Future: Deprecate LOAD
For a future change, consider modifying CREATE EXTENSION
to support shared
module-only extensions. This would allow extensions with no SQL component,
such as auto_explain
, to be handled like any other extension; it would live
under one of the directories in extension_path
with a structure like this:
auto_explain
├── auto_explain.control
└── lib
├── auto_explain.dylib
└── bitcode
├── auto_explain
│ └── auto_explain.bc
└── auto_explain.index.bc
Note the auto_explain.control
file. It would need a new parameter to
indicate that the extension includes no SQL files, so CREATE EXTENSION
and
related commands wouldn’t try to find them.

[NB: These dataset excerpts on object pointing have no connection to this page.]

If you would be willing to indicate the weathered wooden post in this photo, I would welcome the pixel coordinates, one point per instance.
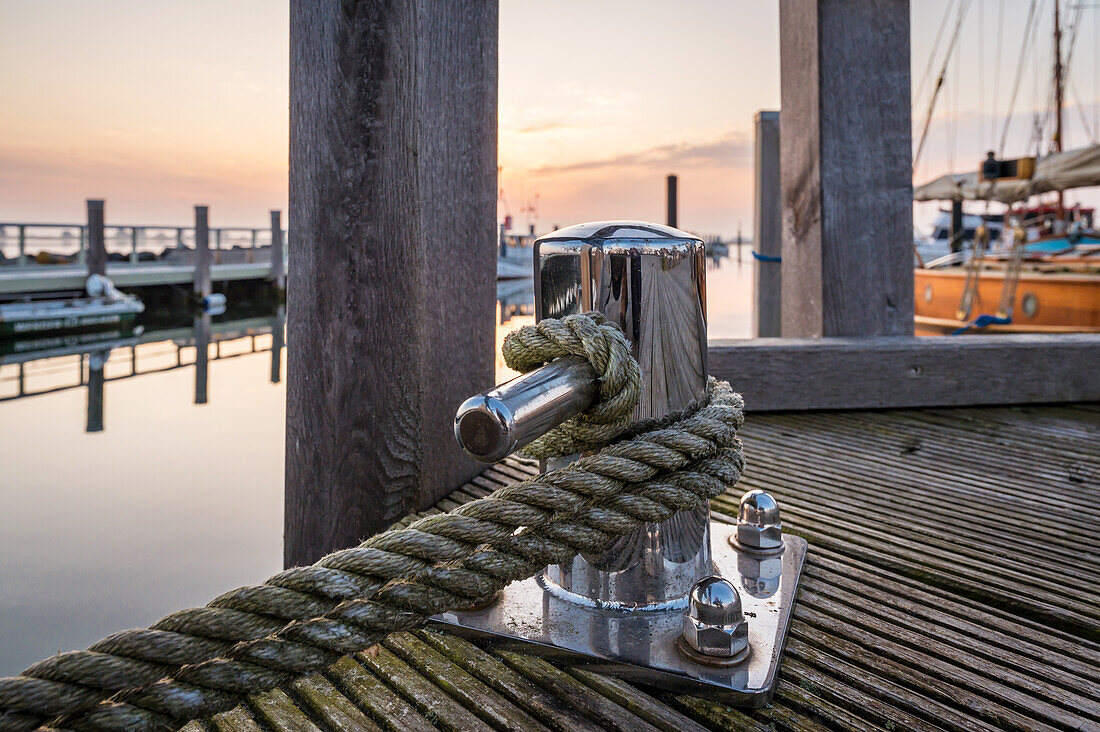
(846, 167)
(670, 206)
(277, 335)
(200, 328)
(393, 196)
(278, 269)
(21, 261)
(94, 422)
(97, 246)
(767, 229)
(201, 287)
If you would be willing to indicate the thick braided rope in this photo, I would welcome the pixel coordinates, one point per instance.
(199, 662)
(604, 346)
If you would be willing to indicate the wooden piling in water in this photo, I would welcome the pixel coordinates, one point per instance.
(847, 193)
(202, 285)
(97, 244)
(393, 196)
(278, 270)
(201, 334)
(767, 229)
(671, 214)
(94, 422)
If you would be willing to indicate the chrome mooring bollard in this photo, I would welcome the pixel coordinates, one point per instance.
(689, 603)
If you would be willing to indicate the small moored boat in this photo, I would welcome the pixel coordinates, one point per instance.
(105, 307)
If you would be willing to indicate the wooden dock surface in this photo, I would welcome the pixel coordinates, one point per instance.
(952, 583)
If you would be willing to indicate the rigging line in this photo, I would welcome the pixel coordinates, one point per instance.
(1080, 108)
(997, 72)
(1020, 69)
(935, 50)
(981, 63)
(964, 6)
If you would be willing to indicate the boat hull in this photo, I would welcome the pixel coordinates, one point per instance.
(1044, 302)
(20, 320)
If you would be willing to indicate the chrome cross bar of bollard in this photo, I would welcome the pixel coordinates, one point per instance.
(495, 424)
(682, 603)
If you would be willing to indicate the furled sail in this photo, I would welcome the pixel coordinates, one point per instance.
(1071, 168)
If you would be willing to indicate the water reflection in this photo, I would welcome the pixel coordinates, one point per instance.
(143, 472)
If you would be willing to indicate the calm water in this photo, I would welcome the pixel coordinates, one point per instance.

With these changes, extensions could become the primary, recommended interface
for extending PostgreSQL. Perhaps the LOAD
command could be deprecated, and
the *_preload_libraries
GUCs along with it.
Compatibility Issues
- The
module_pathname
control file variable would prefer the name of a shared module. The code that replaces theMODULE_PATHNAME
string in SQL files would to strip out the$libdir/
prefix, if present. - The behavior of loading dynamic modules that ship with extensions (i.e.,
the value of the
AS
part ofCREATE FUNCTION
) would change to look for a library name (with no directory part) in thelib
subdirectory of the extension directory. - The
directory
control file parameter and theMODULEDIR
PGXS variable would be deprecated and ignored. *_preload_libraries
would no longer be used to find extension modules without full paths. Administrators would have to remove module names from these GUCs and add the relevant extension names to the new*_preload_extensions
variables. To ease upgrades, we might consider adding a PGXS variable that, when true, would symlink shared modules into--pkglibdr
.LOAD
would no longer be able to find shared modules included with extensions, unless we add a PGXS variable that, when true, would symlink shared modules into--pkglibdr
.- The
EXTENSION
PGXS variable will no longer support multiple extension names. - The change in extension installation locations must also be adopted by
projects that don’t use PGXS for installation, like pgrx. Or perhaps
they could be modified to also use PGXS. Long term it might be useful to
replace the
Makefile
-based PGXS with another installation system, perhaps a CLI.
Out of Scope
This RFC does not include or attempt to address the following issue:
- How to manage third-party shared libraries. Making system dependencies consistent in a OCI/Kubernetes environment or for non-system binary packaging patterns presents its own challenges, though they’re not specific to PostgreSQL or the patterns described here. Research is ongoing into potential solutions, and will be addressed elsewhere.
Acknowledgements
A slew of PostgreSQL community members contributed feedback, asked hard questions, and suggested moderate to significant revisions to this RFC via the the pgsql-hackers list, in-person discussion at PGConf.eu, and pull request comments. I’d especially like to thank:
- Yurii Rashkovskii and David Christensen for highlighting this issue at the Extension Ecosystem Summit
- Christoph Berg for the original patch, calling attention to the permission issues when building Debian packages, and various lists discussions
- Tobias Bussmann for calling attention to the immutability issues with Postgres.app
- Christoph Berg, Gabriele Bartolini, Peter Eisentraut, and Andres Freund for detailed discussion at PGConf.eu on extension location issues and getting to consensus on a genera approach to solving it
- Douglas J Hunley, Shaun Thomas, and Keith Fiske for pull request reviews and corrections
- Álvaro Hernández Tortosa for a very close review and ton of substantive feedback on the pull request
- Paul Ramsey, Tristan Partin, Ebru Aydin Gol, and Peter Eisentraut for pgsql-hackers list discussions.
- Tembo for supporting my work on this and many other extension-related issues
All remaining errors and omissions remain my own.